The RMA worked from the premise that if chronological age was a determining factor in tire performance, the data would have shown a spike of tires removed from service after a particular time. "Our data showed no magic date when tires are removed from service," says Baulig.
Here are some other study results.
* 42% of tires in the study were removed due to wear-out (had tread at or below tread wear indicators). After the first year of service, 59% of tires in the study were removed due to wear-out.
* 25% of the tires had road hazard damage.
* 17% of the tires had been repaired.
* 87.5% of the observed tire repairs were improper (not performed with a plug and internal patch as specified by RMA tire repair guidelines).
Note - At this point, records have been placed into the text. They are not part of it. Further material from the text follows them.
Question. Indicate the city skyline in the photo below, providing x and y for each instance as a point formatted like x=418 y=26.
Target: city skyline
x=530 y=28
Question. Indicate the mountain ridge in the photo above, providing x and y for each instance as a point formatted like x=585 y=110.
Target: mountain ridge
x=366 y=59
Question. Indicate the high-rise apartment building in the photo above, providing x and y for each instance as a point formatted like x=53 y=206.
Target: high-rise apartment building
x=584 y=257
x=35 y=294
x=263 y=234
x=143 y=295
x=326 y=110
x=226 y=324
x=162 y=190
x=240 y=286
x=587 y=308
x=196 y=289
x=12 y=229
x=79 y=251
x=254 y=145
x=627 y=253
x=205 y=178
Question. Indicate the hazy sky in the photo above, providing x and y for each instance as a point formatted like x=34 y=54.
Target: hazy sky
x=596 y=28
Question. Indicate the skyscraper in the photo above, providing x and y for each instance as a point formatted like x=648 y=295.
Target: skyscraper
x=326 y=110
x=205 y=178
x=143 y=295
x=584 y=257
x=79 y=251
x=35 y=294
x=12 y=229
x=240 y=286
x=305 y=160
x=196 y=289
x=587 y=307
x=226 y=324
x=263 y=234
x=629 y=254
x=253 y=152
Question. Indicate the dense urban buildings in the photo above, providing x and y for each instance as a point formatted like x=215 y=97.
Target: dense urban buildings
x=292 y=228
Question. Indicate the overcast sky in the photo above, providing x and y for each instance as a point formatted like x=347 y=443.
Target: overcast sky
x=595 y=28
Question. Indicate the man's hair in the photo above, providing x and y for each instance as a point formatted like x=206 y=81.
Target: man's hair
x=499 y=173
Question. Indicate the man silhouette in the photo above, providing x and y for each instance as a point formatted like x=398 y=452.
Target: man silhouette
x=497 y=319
The RMA scrap tire study encompassed 14,271 randomly selected tires observed at seven scrap processing facilities in five geographic regions of the country as part of its methodology. The seven sites were located in Arizona, California, Florida, Illinois, Massachusetts, Oregon and Pennsylvania.
Trained tire technicians from RMA-member companies looked at approximately 2,000 tires at each site.
The study data has been shared with the National Highway Traffic Safety Administration (NHTSA). In June 2005, RMA wrote to NHTSA urging the agency to examine whether a relationship existed between a tire's safety performance and its chronological age. In the letter, RMA also agreed to work with the agency to provide information about chronological tire age.
(At the time, an RMA spokesman said neither the RMA or its member companies were aware of "any factual or scientific data that define a relationship between tire service life and tire safety performance.")
Another industry organization, the Tire Industry Association (TIA), has publicly pledged to fight efforts to add 'born on' or expiration dates to the sidewall of a tire.
"Adding 'born on' dates to the sidewall of tires could cause major inventory problems for independent tire dealers as consumers could request newer tires, leaving older ones to age further in a warehouse," says the association.
In addition, TIA believes that while consumers "should be aware of how old their tires are, (they) have much greater safety concerns to worry about than aging, such as proper inflation levels, safe tread depth and overloading of tires (and) vehicles."